While speaking to Healthline, she identified a growing need for perfectionism among her students, many to the point that they’re afraid of trying new things for fear of not getting it right.
“Their self-esteem is very low. They think they are ‘terrible students,’ aren’t doing enough or being good enough,” she said. “There are no reasons for this, but they have this constant voice in their head telling them they just aren’t enough.”
She also sees parents as sometimes being the biggest barrier to kids getting the help they need.
“I think there is such a stigma attached to mental health, and so much judgment from other parents as far as treating children for anxiety or depression, that many parents seem reluctant to acknowledge their child needs help,” Fennig said.
Fennig believes some of her students would greatly benefit from talking with a child psychologist who could help them manage stress, anxiety, dealing with bullying, and other peer interactions.
However, she ultimately concludes they don’t often get that help because their parents seem to think “that going to a child psychologist means their child will be put on medication, and that’s so frowned upon in today’s society.”
McClanahan suggests starting with the child’s pediatrician.
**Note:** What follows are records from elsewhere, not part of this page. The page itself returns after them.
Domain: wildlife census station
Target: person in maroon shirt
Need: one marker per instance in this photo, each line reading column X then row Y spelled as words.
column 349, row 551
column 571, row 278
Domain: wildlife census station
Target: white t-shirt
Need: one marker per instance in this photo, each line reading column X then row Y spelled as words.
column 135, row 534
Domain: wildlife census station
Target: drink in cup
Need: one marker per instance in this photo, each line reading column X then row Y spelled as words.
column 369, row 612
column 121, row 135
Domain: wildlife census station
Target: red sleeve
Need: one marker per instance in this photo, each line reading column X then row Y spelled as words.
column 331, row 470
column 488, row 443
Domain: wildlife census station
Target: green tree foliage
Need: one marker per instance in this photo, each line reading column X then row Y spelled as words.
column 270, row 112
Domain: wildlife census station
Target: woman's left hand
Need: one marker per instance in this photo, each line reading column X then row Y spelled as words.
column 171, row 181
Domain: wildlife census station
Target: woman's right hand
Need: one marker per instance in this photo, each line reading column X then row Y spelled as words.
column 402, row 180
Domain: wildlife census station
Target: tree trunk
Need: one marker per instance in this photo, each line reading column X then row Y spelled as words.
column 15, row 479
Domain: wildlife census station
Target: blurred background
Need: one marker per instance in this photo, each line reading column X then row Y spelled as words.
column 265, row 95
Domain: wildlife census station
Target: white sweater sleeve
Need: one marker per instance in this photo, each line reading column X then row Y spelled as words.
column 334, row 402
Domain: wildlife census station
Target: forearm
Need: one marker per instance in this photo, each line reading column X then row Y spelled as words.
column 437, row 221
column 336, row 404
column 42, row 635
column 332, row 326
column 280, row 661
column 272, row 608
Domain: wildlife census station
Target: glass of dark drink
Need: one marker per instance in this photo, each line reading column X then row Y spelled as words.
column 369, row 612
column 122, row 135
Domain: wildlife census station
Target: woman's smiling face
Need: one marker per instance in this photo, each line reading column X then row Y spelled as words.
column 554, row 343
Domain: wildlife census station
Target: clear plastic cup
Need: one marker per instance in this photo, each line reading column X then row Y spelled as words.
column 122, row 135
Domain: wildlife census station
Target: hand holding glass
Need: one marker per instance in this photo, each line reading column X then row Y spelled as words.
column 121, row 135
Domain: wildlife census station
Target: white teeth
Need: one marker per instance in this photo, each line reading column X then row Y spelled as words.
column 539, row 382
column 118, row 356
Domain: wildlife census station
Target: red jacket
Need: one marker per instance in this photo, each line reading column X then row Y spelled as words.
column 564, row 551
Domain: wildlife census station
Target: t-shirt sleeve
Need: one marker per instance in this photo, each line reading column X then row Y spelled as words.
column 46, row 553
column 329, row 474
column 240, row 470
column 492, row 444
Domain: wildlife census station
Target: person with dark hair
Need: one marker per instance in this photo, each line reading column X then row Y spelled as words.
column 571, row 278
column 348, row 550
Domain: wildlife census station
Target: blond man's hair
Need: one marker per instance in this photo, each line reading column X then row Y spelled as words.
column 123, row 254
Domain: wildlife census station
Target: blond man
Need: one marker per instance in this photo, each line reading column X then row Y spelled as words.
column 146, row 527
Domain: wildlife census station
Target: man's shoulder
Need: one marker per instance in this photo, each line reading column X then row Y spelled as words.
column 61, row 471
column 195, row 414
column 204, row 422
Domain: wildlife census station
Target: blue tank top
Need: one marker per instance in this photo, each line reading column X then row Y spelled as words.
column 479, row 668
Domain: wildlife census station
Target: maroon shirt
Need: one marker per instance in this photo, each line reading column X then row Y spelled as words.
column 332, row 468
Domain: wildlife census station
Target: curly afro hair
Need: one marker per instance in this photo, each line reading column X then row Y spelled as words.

They may be able to refer children to someone who can help in their area.
She points out that school counselors can also potentially provide resources.
Getting the child and family involved in developing new coping skills can be helpful as well.
For her part, Matz isn’t giving up on getting her daughter the help she needs. Currently, that involves calming techniques they’re employing at home along with helping her keep a routine, warning her a day ahead of time when doctor appointments are coming up, and allowing her to sleep on an air mattress in their room when needed.
Matz has considered trying to find a new child therapist, but at this point even bringing up the idea sends her daughter into a panic. And while medication is something Matz would consider, her daughter has anxiety about that as well, thanks to the prescription commercials and their long lists of side effects.
“There may come a time when I insist,” Matz explained, “but for now we’re letting her guide her treatment.”
It feels like the only option they have at the moment. But for the time being, it seems to be working as well as anything else.